The Netherlands reported 43,103 new Covid-19 infections in the week up to December 8, an increase of over a quarter from the 33,949 the week before, according to the National Institute for Health RIVM.
“We now have nearly 10,000 empty chairs at the Christmas table due to corona,” Rutte said, in reference to the country’s death toll of 9,704 during what he called a “tough year.”
His bleak tone was echoed by his Swiss counterpart President Simonetta Sommaruga, who warned that the “worst of the pandemic is still to come” if Switzerland does not act quickly enough, as she outlined a ban on all public events.
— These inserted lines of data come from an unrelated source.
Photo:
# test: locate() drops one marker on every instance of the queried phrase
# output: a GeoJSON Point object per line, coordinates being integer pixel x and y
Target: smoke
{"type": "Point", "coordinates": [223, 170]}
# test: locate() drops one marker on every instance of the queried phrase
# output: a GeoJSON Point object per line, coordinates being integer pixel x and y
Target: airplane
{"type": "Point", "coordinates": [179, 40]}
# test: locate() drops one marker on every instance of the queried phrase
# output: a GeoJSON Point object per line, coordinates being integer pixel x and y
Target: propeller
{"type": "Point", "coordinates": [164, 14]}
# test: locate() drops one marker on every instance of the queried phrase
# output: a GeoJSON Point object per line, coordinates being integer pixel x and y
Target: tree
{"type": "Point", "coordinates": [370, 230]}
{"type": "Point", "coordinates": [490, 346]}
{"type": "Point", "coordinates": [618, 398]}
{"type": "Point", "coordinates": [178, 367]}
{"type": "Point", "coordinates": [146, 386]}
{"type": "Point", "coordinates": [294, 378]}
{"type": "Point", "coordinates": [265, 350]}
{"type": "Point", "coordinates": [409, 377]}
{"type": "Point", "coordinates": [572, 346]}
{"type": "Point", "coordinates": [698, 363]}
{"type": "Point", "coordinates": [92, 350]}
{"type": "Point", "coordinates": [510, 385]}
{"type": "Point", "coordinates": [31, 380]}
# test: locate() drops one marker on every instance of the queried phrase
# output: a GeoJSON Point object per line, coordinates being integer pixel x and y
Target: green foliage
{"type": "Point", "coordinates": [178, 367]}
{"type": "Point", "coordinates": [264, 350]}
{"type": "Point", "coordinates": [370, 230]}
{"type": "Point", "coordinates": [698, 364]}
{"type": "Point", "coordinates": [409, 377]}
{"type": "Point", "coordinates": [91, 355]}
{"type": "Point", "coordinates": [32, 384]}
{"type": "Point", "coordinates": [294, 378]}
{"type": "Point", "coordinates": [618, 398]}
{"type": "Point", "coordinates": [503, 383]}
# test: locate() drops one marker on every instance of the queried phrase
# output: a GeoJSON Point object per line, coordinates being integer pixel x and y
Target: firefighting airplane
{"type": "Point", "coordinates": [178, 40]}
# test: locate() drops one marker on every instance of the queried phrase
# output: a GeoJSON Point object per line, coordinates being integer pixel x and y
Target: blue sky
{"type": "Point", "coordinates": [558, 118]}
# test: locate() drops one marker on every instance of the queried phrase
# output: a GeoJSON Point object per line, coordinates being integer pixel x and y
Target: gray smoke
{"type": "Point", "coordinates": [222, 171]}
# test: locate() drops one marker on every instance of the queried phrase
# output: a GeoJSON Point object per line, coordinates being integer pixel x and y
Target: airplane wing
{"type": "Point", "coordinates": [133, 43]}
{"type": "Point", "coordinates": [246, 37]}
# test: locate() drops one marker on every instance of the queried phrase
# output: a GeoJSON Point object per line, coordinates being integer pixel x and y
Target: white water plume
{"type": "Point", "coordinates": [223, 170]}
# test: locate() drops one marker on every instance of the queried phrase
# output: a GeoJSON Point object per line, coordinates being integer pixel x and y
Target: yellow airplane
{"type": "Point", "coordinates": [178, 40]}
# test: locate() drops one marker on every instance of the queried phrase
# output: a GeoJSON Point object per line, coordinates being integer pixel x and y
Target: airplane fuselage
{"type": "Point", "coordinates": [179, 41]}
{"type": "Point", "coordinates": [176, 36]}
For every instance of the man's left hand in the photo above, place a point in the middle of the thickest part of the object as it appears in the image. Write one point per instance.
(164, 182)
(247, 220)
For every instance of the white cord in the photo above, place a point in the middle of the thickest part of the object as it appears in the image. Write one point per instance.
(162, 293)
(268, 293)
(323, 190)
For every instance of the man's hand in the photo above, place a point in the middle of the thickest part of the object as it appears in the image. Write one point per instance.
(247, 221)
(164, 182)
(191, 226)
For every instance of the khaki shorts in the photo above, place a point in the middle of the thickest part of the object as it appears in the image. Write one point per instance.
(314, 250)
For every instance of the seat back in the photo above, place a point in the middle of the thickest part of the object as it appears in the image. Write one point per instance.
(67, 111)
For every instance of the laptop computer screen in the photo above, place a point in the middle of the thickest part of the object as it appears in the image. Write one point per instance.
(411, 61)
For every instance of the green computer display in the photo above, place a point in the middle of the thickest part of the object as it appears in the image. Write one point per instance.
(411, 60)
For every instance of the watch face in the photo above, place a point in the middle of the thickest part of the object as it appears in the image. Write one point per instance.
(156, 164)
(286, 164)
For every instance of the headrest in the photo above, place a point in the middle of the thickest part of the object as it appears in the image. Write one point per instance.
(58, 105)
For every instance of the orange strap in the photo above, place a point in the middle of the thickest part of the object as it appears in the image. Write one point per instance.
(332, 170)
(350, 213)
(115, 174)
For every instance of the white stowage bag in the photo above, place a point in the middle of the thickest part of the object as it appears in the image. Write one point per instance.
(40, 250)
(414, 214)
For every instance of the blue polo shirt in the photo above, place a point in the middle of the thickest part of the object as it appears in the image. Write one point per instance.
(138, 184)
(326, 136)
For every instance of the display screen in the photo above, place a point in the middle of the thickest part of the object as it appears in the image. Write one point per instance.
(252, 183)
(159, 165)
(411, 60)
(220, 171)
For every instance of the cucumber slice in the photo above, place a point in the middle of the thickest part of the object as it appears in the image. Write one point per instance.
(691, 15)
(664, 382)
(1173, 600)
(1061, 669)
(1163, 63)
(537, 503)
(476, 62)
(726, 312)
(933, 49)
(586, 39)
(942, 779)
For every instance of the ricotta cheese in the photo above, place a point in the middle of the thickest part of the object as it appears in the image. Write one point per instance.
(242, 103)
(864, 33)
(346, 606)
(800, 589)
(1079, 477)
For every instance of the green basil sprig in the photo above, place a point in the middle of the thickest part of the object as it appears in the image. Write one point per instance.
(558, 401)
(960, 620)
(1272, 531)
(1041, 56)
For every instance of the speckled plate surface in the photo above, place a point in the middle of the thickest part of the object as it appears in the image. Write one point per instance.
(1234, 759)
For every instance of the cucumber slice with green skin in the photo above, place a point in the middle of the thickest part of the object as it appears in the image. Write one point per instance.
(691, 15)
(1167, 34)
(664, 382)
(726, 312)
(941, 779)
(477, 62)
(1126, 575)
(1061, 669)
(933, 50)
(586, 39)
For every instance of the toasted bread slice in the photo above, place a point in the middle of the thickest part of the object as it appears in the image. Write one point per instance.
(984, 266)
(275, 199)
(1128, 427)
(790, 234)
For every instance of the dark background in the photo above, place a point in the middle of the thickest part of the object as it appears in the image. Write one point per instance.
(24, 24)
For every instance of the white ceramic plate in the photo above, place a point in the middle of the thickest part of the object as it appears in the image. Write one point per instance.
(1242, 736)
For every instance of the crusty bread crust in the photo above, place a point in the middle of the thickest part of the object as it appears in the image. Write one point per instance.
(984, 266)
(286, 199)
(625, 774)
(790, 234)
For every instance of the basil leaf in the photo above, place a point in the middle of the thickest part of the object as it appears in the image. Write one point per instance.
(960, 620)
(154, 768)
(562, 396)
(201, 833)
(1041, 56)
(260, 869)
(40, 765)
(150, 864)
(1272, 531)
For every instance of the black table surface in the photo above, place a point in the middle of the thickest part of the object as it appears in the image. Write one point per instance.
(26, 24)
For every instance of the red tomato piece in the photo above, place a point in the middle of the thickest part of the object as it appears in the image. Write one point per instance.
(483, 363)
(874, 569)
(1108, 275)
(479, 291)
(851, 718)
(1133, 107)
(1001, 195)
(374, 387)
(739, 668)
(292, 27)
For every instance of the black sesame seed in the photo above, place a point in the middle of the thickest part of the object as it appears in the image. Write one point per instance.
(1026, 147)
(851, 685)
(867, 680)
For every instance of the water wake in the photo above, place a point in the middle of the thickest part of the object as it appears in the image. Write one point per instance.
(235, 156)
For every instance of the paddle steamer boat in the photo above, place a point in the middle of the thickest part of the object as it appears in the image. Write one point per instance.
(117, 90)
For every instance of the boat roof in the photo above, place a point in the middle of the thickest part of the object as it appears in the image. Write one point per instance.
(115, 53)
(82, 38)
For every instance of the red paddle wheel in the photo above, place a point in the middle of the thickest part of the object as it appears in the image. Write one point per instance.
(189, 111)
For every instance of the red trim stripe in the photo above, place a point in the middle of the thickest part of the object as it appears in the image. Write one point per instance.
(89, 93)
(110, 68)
Government negotiations have begun with Switzerland’s 26 cantons over curfews, under which shops, restaurants, markets and leisure facilities will be forced to close by 7pm until January 20.
A full shutdown of all shops and services is also planned for Sundays, while a maximum of five people can meet each other from two different households, apart from on December 24, 25, 26 and 31, when 10 people may gather.
Ski resorts are exempt from the restrictions as an “outdoor activity,” while people are also expected to be able to gather for church services and parliament.
On Tuesday, the Swiss Federal Office of Public Health reported a further 4,262 coronavirus infections, taking the total to 354,568, while another 92 fatalities raised the death toll in Switzerland and Liechtenstein to 5,116. Interior Minister Alain Berset labeled the figures “dangerous” and Sommaruga said they were rising “too quickly and too strongly.”